Tuttavia, l’apice dell’elaborazione del proprio metodo Cartesio la raggiunge nelle
Meditazioni di filosofia prima (1640). In quella che probabilmente è l’opera più
importante del pensatore francese, Cartesio sviluppa l’argomentazione che lo porterà
alla scoperta dell’esistenza del Cogito.
Partendo dall’esercizio del dubbio metodico, Cartesio mette in dubbio tutte le
conoscenze sensibili, poiché i sensi, spesso, possono ingannare la mente; in secondo
luogo, Cartesio mette in dubbio anche le conoscenze matematiche, ricorrendo
all’iperbole del genio maligno: immaginiamo che ci sia un genio maligno che abbia
costruito il mondo matematico, apparentemente esatto e infallibile, solo per ingannarci
(dubbio iperbolico). È proprio a questo punto dell’argomentazione che Cartesio scopre
l’esistenza del Cogito, ovvero della propria coscienza: per potermi ingannare, devo
almeno pensare; ma per pensare, devo esistere. Dunque, cogito, ergo sum; penso,
dunque sono.

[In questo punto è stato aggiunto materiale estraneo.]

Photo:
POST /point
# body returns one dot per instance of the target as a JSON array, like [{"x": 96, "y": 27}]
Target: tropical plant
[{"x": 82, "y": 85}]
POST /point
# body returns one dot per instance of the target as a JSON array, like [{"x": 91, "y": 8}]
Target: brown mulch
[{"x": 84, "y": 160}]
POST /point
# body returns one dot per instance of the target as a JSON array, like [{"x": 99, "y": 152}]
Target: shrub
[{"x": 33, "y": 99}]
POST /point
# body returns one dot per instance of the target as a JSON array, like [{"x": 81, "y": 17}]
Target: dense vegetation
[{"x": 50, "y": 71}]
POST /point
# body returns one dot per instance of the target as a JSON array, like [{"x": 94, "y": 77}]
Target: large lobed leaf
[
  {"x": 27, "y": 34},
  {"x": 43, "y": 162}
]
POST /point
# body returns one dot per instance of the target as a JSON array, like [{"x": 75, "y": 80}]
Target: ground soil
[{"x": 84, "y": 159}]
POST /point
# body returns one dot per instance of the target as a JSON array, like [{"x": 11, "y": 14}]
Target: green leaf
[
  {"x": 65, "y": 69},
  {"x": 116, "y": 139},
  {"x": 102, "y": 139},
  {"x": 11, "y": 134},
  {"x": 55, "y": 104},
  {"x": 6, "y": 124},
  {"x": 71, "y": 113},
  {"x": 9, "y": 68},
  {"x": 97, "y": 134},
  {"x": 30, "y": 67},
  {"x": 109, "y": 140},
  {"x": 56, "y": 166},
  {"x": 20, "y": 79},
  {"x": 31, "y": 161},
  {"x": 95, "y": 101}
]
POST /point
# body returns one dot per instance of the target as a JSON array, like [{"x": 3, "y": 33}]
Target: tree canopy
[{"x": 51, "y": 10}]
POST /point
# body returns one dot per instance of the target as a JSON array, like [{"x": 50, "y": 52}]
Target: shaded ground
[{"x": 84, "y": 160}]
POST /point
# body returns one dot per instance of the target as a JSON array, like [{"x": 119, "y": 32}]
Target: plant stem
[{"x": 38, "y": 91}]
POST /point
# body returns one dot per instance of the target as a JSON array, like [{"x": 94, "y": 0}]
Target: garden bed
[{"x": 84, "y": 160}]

Attraverso questa argomentazione Cartesio ha portato in luce l’esistenza,
assolutamente certa e indubitabile, della propria coscienza, che lui chiama ‘res
cogitans’. Tale scoperta, tuttavia, introduce un dualismo nella realtà: infatti, se da un
lato esiste la coscienza, la res cogitans, dall’altro deve esserci anche la dimensione
corporea, la res extensa.
Sempre nelle Meditazioni, inoltre, Cartesio identifica in Dio il garante della conoscenza
oggettiva della realtà: se esiste un Dio buono e onnipotente che mi ha creato e ha creato
la realtà intorno a me, allora certamente non posso essere ingannato nelle mie
conoscenze chiare e distinte. Ecco, dunque, che il problema della conoscenza converge
verso il problema dell’esistenza di un Dio buono e onnipotente, che Cartesio identifica
con l’idea di ‘infinito’ e di ‘perfezione’. La dimostrazione dell’esistenza di Dio viene
offerta da Cartesio nella seguente argomentazione: le idee della mente sono di tre tipi,
innate (in noi da sempre), avventizie (formate grazie alle esperienze sensibili), fattizie
(prodotte dalla fantasia); ora, l’idea di ‘perfezione’ non può essere né un’idea
avventizia (infatti, non possiamo mai percepire realtà perfette o infinite), né tantomeno
fattizia (poiché noi, in quanto esseri finiti e imperfetti, non siamo in grado di inventare
l’idea di perfezione o di infinito); pertanto, essa deve essere innata, dunque proveniente
da una realtà ulteriore, esistente indipendentemente da noi.